I am trying to clean my own habits of perception when I’m alongside the artist. I have habits that prioritize certain ways of seeing, I am trying to differentiate between different states of seeing, focused seeing, broad seeing and witnessing. Each has their own presence. Looking at or looking with.
The practice of observation or surveying can be as problematic as the variety of ways in which we interpret, deconstruct, or are seduced by our need to decipher art and creative processes.
Itseems that the eyes that look too intently for the appearance of form, can in some way become blind to what’s unfolding in that space between a person and the art object. It seems that this project is also about trusting and giving value to the invisible.

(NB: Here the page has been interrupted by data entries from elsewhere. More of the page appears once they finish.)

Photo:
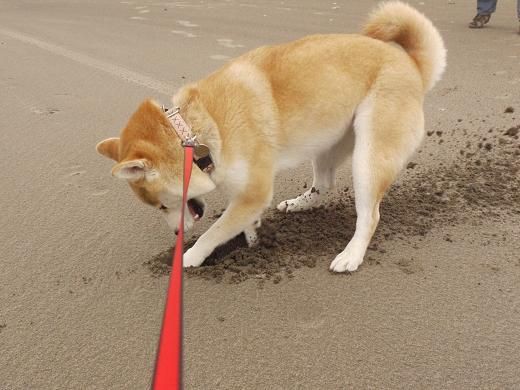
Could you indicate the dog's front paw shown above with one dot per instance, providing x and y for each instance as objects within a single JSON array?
[
  {"x": 346, "y": 261},
  {"x": 192, "y": 258}
]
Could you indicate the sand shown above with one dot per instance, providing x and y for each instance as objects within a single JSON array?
[{"x": 83, "y": 274}]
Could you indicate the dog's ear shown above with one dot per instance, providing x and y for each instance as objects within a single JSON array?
[
  {"x": 132, "y": 170},
  {"x": 109, "y": 148}
]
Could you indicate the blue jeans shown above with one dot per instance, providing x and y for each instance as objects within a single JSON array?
[{"x": 487, "y": 7}]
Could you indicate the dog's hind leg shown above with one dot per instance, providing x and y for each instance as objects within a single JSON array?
[
  {"x": 387, "y": 132},
  {"x": 324, "y": 170}
]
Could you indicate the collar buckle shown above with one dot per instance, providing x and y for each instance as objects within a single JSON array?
[{"x": 201, "y": 153}]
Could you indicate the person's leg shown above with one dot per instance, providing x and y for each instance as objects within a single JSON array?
[
  {"x": 486, "y": 7},
  {"x": 484, "y": 10},
  {"x": 518, "y": 14}
]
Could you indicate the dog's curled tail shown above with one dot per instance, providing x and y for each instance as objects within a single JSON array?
[{"x": 398, "y": 22}]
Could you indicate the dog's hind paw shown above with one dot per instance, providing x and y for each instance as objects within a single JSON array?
[{"x": 305, "y": 201}]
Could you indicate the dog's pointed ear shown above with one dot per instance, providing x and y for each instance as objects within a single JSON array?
[
  {"x": 109, "y": 148},
  {"x": 132, "y": 170}
]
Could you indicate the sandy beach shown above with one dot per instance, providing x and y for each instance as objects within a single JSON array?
[{"x": 83, "y": 276}]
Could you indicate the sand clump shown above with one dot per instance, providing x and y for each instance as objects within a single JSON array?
[{"x": 483, "y": 180}]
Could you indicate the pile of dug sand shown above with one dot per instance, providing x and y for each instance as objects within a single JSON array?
[{"x": 483, "y": 179}]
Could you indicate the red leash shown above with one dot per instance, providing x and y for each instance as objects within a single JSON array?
[{"x": 168, "y": 366}]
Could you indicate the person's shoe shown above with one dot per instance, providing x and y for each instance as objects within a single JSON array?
[{"x": 479, "y": 21}]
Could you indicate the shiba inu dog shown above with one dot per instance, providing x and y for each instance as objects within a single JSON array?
[{"x": 323, "y": 98}]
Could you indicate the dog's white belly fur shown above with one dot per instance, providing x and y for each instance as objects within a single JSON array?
[{"x": 308, "y": 148}]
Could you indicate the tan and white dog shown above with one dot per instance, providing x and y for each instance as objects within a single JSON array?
[{"x": 323, "y": 98}]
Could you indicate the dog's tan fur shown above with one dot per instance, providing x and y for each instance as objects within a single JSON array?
[{"x": 321, "y": 98}]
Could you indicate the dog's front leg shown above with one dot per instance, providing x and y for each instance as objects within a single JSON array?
[{"x": 240, "y": 216}]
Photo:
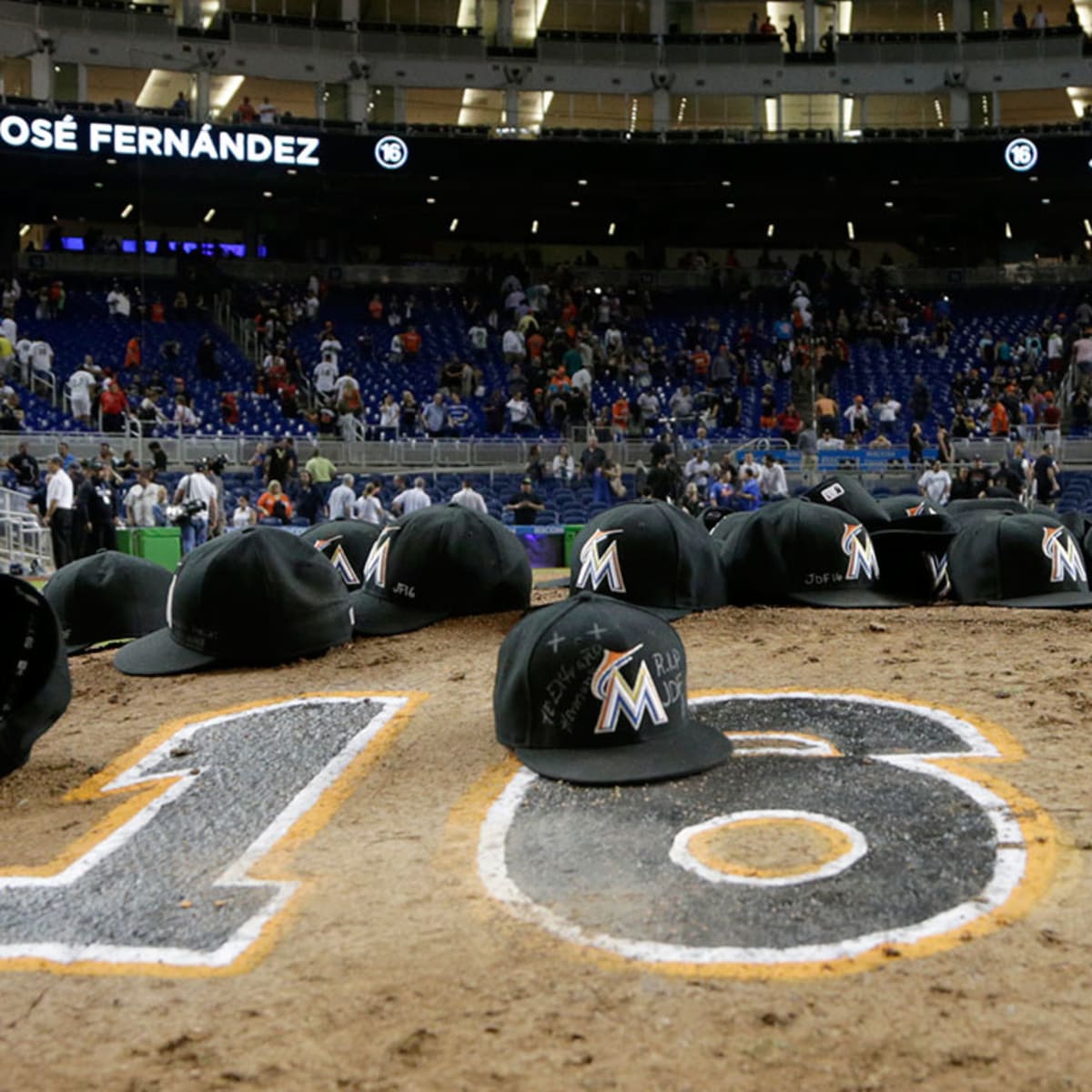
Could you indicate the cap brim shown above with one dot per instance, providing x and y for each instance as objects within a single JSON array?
[
  {"x": 860, "y": 599},
  {"x": 1057, "y": 601},
  {"x": 376, "y": 617},
  {"x": 693, "y": 748},
  {"x": 158, "y": 653}
]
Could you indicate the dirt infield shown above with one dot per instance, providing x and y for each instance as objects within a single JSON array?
[{"x": 396, "y": 969}]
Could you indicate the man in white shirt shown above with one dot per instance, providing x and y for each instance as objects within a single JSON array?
[
  {"x": 326, "y": 378},
  {"x": 412, "y": 500},
  {"x": 513, "y": 347},
  {"x": 143, "y": 500},
  {"x": 520, "y": 413},
  {"x": 369, "y": 507},
  {"x": 936, "y": 484},
  {"x": 23, "y": 349},
  {"x": 469, "y": 497},
  {"x": 773, "y": 480},
  {"x": 81, "y": 383},
  {"x": 888, "y": 410},
  {"x": 342, "y": 498},
  {"x": 59, "y": 500},
  {"x": 42, "y": 359},
  {"x": 197, "y": 487}
]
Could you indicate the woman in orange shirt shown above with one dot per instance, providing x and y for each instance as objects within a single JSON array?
[{"x": 268, "y": 500}]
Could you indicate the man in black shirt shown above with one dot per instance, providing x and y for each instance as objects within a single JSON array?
[
  {"x": 25, "y": 467},
  {"x": 525, "y": 505}
]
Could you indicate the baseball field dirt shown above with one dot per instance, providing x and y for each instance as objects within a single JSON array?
[{"x": 393, "y": 960}]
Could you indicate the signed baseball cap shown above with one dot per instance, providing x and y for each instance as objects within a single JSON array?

The beauty for me is the embodiment of the relationship between art object and the body. How movement and rhythm manifest through energetic exchanges that invite us to see how the artist’s world reveals itself.
There is a tension that resides in a discourse around an emergent meaning, perhaps an embodied meaning that arises through action in the present and then perhaps the meaning we gather retrospectively. Both belong to this process.
Today everything was impossible, and I see this as a positive sign, a block on progress is always a hidden blessing. Creativity is inherently restless, to try and tame and order it is inviting it to disappear. We are always in the hands of time, space and rhythm. Each one a family that belong to each other and are inseparable.
With Luisma we are working with water. Luisma’s creative process seems to be the axis or light, which illuminates the intentions of this project as a whole. The way in which the water bridges the relationship with the body. It’s both form and non-form as we are; he pours it, drinks it, spills it, shifts it in containers, blows air through it and what becomes visible is the relationship, the action, the effort, its appearance and disappearance.
When we are born, and for the first 3 weeks of life, we humans are 99% water. Luisma’s connection to the water is inviting me to see how the water and him, as fluid as each other somehow speak or converse.
Perhaps the water calls out to Luisma? Certainly pleasure seems palpable as he shapes it within his hands, and in some way he is shaped by it. The water as an ancient choreographer.